Informal Family Business Arrangments Can Unintentionally Expose Assets To Creditors

Jon Alper Business Asset Protection

Business arrangements among family members are usually informal without full legal documentation. Casual business dealings among family members work fine between the family members themselves as long as the family relationships are on good terms. But, when the same family members have creditor problems an informal family business dealing can lead to problems when proper documentation is lacking. Consider a caller who described a property he purchased with his parents. The deed showed the parents and a child each had an undivided 50% interest in the property as tenants in common. This means that each 50% interest is separate from the other 50% interest. The parents paid cash for their interest. The child borrowed 50% of the purchase price to pay his part of the purchase. The child made all the mortgage payments by himself. The bank demanded a mortgage on the entire property, not just the child’s half, to secure the loan. The property has not changed value since the purchase.

Now, the child has a potential creditor. The child wants to know if his half interest is fully protected by the mortgage and whether; the creditor can reach any part of his parents’ share of the equity. There is no written agreement among the family members expressing who is liable to pay the mortgage.

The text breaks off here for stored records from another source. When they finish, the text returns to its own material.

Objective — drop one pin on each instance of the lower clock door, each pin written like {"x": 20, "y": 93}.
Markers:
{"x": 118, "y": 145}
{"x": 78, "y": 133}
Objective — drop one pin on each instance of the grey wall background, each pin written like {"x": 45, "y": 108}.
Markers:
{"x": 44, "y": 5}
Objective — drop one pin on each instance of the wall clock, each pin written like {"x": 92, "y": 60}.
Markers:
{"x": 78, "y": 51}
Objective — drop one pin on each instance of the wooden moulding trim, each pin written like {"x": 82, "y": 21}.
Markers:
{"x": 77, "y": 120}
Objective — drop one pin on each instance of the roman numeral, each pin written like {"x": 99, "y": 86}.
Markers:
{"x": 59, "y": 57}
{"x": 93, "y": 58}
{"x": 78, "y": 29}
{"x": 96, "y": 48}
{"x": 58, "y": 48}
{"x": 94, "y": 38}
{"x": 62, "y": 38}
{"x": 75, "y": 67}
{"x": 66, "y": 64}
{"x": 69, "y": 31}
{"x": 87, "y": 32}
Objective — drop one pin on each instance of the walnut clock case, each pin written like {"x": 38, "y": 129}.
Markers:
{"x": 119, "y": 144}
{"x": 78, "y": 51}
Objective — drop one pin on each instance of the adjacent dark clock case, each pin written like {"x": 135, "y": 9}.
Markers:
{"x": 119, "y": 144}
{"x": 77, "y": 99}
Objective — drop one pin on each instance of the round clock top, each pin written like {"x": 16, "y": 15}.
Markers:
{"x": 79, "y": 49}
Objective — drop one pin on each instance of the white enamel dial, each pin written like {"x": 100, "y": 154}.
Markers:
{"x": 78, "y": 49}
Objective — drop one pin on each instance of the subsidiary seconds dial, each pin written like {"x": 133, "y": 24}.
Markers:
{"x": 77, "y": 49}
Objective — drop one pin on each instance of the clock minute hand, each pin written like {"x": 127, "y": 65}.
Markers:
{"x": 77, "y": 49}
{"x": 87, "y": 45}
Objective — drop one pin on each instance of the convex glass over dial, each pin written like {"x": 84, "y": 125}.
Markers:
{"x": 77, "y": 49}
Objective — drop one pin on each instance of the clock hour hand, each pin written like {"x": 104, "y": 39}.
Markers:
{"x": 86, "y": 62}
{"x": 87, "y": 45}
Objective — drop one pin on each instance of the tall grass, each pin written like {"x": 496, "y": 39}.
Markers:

The family intended that the child would be fully responsible for the mortgage and that the mortgage would be paid first from the child’s share of the property before the debt would affect the parents’ interest. It would help if the family reduced the agreement to writing. Even with a written agreement, once the bank insisted on a mortgage of the entire property (as most banks would do) then the mortgage security applies equally to the parents and the child’s 50% interest. Each partner, the child and the parents, have an equal amount of equity in the property equal to about half the fair market value. I think the child’s creditor could levy upon the equity in the child’s undivided interest. The creditor could probably force a sale of the property and take half the net proceeds after payment of the mortgage.

The strict legal interpretation of this arrangement is that the parents gifted 50% of their contribution and 50% of the equity to the child. Once the bank demanded a mortgage on the entire property the parents should have recorded a second mortgage and note due from the child to repay the parents’ contribution to the child’s 50% undivided interest. If the parents were to record their mortgage after the child had a creditor problem the mortgage could be undone as a fraudulent transfer.